徐大志那边,消息还没正式通报,他就已经知道是谁在背后捣鬼了。

“田发军。”徐大志把这三个字念了一遍,语气很平,平得让人心里发毛。他坐在办公室里,面前的桌上摊着那份举报信的复印件,田发军的签名歪歪扭扭地落在右下角,像个笑话。

秘书站在一旁,等着他发话。

“依法提起对他诬告的法律责任追究。”徐大志合上文件夹,声音不大,但每个字都掷地有声,“告状可以,拿事实说话。凭空捏造,诬告陷害,法律不是摆设。”

集团的律师团队动作很快。立案、取证、起诉,一套流程走得干净利落,没有任何拖泥带水。田发军被拘留的那天,整个人像霜打的茄子,蹲在看守所的角落里,嘴里翻来覆去就是一句话:“我就是帮人跑个腿,我就是帮人跑个腿啊。”

跑腿跑进了看守所,这大概是他这辈子最贵的腿。

而真正让王强军坐不住的,是徐大志接下来的这一刀。

徐大志没有直接跟王强军硬碰硬,而是把一封信递到了南都省王书记的办公桌上。信的内容不复杂,把事情经过原原本本写了一遍,附上了举报信复印件、田发军的口供、省纪委的结案结论,最后顺带提了一句——世界通集团与王强军合作销售小麦空调的业务,基于对方一再挑衅的涉嫌违法行为,决定终止与其公司的战略合作关系。

这封信写得很克制,没有一个多余的字,也没有一个过分的词。但正是这种克制,让王书记看完之后沉默了很长时间。

王书记把信放在桌上,双手交叉搁在桌面,闭着眼睛想了一会儿。然后他拿起电话,拨了王强军的号码。

电话那头,王强军还在南都的一家会所里跟人喝酒,手机响的时候他正在吹嘘自己如何如何了得。看到来电显示,他的脸色瞬间变了,起身走到角落里接听。

“爸……”

“你马上给我滚回来。”王书记的声音不大,但那种压迫感隔着电话线都能把人压得喘不过气。

王强军连忙赶回了大院家里。到家的时候,王书记坐在客厅里等他,茶几上摆着徐大志那封信。

“为了追一个姑娘追不到,就跑去告人家老板的状?”王书记看着自己的儿子,眼神里有失望,有无奈,更多的是一种恨铁不成钢的愤怒,“你今年多大了?三十的人了,做事还这么不着调?你脑子长了啥?”

王强军低着头,嘴唇动了动,想解释什么,但最终什么都没说出来。他知道在父亲面前狡辩没有用,越描越黑。

“我告诉你,追求林晓雨不得,就迁怒于她老板世界通集团,这种做派幼稚、可笑、不成熟。

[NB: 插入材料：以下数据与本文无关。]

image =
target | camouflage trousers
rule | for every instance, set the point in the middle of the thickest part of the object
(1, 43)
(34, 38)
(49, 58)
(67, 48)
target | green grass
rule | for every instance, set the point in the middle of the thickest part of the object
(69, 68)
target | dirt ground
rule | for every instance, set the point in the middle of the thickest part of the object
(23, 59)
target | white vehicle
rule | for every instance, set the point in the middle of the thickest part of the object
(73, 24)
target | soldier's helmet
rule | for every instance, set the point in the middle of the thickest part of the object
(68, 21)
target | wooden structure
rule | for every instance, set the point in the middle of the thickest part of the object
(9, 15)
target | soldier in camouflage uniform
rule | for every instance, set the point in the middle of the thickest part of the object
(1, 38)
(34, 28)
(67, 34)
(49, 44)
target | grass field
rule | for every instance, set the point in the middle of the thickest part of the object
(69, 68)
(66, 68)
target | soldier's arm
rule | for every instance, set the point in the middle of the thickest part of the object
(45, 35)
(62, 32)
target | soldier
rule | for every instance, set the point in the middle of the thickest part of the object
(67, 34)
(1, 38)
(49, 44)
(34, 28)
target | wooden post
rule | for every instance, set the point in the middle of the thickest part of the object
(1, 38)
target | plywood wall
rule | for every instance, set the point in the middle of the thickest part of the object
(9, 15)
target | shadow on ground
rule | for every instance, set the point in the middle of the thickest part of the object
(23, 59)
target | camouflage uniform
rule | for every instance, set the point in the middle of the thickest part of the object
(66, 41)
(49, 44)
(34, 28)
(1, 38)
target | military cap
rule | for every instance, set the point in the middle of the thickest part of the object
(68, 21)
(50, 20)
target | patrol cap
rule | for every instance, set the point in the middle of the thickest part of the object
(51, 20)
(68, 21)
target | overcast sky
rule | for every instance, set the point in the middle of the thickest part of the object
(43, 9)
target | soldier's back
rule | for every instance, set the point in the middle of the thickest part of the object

”王书记的声音压得很低,但每一个字都像钉子一样扎进王强军的耳朵里,“你要是真有本事,就堂堂正正做出点成绩来给人看。搞这些下三滥的手段,丢的是你老子的脸,丢的是王家的脸。”

王强军的脸涨得通红,手指不自觉地攥紧了裤缝。

王书记最后说了一句让王强军脊背发凉的话:“你最好给我安分守己。再让我发现你有任何在外面借我名搞违法乱纪的言行,我立马亲自把你送回东北老家,让你在那边好好反省反省,什么时候想明白了,什么时候再回来。”

东北老家。那是王强军最不愿意去的地方,冰天雪地,鸟不拉屎,跟他现在在南都呼风唤雨的日子比起来,简直是两个世界。

王强军站在门口的台阶上点了一根烟,火光在黑暗中明明灭灭。他想起了林晓雨,想起了徐大志,想起了那个在看守所的田发军——废物!

烟抽到一半,他狠狠地把烟头掐灭在掌心里,疼痛让他龇了龇牙,但眼神里多了一种让人不舒服的东西。

徐大志,你以为这样就完了?

田发军在看守所里蹲了十五天之后被放了出来,整个人瘦了一大圈,从此在南都热闹场所销声匿迹。

教训这种东西,有时候来得太晚,有时候来得太早,但总比不来强。